The government guarantee
Your RAD is protected by the Australian Government's Accommodation Payment Guarantee Scheme. If the aged care provider becomes insolvent, the government guarantees the refund of your RAD. This means you won't lose your money if the provider goes bankrupt.
This guarantee applies to the full RAD amount (minus any retention already deducted).
The 28-day decision window
From the day someone enters residential aged care, the family has 28 days to decide how to pay for accommodation — full RAD, full DAP, or a combination.
Until you decide, DAP is charged automatically. You then have up to 6 months from the date of entry to actually pay the RAD if that's what you choose.
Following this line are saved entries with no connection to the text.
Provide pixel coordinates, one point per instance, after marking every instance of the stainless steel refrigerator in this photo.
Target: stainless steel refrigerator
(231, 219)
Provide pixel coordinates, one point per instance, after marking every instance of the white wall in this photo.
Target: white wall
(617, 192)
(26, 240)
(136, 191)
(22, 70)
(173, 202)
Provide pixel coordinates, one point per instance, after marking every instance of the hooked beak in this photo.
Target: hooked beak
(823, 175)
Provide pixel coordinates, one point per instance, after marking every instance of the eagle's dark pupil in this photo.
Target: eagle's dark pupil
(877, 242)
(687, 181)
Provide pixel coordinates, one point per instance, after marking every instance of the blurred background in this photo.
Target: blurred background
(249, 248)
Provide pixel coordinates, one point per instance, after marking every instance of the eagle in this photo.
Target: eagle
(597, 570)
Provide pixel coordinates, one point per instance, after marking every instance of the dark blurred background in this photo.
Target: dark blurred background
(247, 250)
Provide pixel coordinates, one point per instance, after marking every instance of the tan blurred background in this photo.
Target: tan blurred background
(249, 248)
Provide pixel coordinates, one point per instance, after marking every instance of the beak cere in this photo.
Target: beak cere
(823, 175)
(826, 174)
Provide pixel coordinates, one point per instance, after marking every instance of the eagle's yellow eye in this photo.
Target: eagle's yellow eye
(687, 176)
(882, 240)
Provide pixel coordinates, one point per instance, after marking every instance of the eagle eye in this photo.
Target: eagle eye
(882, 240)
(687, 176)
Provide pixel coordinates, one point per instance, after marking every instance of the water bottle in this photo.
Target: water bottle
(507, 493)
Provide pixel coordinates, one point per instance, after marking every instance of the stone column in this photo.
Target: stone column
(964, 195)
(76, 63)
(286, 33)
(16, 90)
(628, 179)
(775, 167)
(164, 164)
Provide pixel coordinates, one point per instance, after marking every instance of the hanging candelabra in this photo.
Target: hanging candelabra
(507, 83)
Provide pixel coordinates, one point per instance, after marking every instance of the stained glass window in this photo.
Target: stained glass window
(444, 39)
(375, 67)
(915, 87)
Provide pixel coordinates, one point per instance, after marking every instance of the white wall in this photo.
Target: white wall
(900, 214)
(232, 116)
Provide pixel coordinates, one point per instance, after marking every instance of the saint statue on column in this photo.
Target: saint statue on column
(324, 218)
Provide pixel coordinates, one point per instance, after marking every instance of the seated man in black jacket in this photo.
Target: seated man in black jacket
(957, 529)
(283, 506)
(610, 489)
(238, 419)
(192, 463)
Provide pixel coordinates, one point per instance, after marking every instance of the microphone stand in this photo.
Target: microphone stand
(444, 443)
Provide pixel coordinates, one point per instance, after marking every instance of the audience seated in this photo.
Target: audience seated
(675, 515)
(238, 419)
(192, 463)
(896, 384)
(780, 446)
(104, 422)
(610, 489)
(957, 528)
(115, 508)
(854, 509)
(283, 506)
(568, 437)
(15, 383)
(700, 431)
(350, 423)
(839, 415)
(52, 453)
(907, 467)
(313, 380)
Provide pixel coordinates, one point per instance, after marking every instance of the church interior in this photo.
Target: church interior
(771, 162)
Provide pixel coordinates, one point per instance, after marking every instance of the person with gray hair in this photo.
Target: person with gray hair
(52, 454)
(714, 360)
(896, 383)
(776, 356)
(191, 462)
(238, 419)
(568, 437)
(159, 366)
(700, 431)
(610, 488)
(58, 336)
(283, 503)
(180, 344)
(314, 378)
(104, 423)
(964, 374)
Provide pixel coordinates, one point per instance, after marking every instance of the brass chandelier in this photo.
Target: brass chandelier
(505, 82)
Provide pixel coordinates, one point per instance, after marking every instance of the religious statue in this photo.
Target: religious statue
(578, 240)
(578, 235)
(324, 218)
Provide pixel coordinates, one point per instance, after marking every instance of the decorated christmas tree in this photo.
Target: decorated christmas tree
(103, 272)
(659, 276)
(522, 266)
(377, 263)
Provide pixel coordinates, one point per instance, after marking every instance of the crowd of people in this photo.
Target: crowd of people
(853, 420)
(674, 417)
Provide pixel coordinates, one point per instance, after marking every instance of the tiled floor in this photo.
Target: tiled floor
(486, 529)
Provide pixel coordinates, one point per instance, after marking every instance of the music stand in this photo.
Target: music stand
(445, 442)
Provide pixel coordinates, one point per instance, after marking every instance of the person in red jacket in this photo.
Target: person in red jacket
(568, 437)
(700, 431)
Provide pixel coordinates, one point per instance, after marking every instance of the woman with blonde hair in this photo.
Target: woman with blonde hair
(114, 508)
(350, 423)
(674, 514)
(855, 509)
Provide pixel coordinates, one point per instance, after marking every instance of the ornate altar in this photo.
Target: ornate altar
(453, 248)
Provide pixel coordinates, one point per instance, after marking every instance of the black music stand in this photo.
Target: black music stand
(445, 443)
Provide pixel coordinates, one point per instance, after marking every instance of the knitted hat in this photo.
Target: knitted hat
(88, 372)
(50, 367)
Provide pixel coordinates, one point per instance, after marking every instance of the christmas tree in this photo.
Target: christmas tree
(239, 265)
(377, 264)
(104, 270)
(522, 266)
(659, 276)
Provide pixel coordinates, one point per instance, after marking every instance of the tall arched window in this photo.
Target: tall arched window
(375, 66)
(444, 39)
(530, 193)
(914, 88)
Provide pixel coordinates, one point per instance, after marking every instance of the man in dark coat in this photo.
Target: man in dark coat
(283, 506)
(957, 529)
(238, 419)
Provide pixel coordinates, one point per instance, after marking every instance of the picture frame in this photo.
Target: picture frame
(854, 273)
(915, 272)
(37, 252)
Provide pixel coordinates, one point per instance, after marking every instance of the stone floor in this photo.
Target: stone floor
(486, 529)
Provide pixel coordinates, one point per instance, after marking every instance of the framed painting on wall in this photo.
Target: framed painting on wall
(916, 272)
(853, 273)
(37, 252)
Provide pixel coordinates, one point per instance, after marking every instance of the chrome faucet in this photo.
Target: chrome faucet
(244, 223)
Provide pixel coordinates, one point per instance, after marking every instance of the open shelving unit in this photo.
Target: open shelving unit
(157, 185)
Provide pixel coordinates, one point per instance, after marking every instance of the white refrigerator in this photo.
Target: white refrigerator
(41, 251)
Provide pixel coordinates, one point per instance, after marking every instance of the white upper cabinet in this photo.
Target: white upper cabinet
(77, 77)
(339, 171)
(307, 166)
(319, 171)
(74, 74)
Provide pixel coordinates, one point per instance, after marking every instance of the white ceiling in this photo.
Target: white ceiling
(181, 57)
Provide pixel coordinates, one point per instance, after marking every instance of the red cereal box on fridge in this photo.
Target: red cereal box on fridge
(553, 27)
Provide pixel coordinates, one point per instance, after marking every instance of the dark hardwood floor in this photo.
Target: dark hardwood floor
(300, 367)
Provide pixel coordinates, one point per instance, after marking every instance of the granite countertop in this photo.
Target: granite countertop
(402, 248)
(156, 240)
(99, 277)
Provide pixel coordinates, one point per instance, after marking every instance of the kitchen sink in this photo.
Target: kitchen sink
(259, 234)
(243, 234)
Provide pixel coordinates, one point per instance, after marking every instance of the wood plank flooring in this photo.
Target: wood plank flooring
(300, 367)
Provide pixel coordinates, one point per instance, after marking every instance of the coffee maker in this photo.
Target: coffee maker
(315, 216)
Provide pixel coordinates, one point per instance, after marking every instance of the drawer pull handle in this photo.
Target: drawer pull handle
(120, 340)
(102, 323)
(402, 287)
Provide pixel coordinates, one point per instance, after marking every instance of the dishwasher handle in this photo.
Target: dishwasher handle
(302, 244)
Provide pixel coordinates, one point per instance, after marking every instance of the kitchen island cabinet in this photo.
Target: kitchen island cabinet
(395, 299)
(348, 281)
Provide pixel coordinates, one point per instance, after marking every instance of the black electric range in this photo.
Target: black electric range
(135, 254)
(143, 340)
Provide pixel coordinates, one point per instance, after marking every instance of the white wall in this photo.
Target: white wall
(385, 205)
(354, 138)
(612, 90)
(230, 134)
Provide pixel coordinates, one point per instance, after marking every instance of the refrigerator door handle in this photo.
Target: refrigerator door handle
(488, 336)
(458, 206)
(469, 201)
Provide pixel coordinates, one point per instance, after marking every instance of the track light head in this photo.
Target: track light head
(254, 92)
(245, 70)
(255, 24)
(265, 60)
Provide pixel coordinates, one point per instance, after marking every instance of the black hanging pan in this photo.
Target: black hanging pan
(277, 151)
Any DAP paid during this period is deducted from the RAD owing, so you're not paying twice.
When does a RAD make sense?
- You have the funds available — from savings, superannuation, or the sale of a property
- Your investment returns are low — if the money is sitting in a savings account earning 3-4%, it may be better off paying the RAD than paying DAP at 7.65%
- You want to preserve pension eligibility — RAD is exempt from the Age Pension assets test
- You expect a shorter stay — the retention fee has less time to accumulate
RAD vs DAP — which is better?
There's no universal answer. It depends on your room price, expected length of stay, what the money could earn if invested, and your pension situation. Our free calculator compares all three options side by side.
This information is general in nature and does not constitute financial advice. Aged care accommodation decisions should be made with the help of a specialist aged care financial advisor. Rates and rules are current as of March 2026 and may change.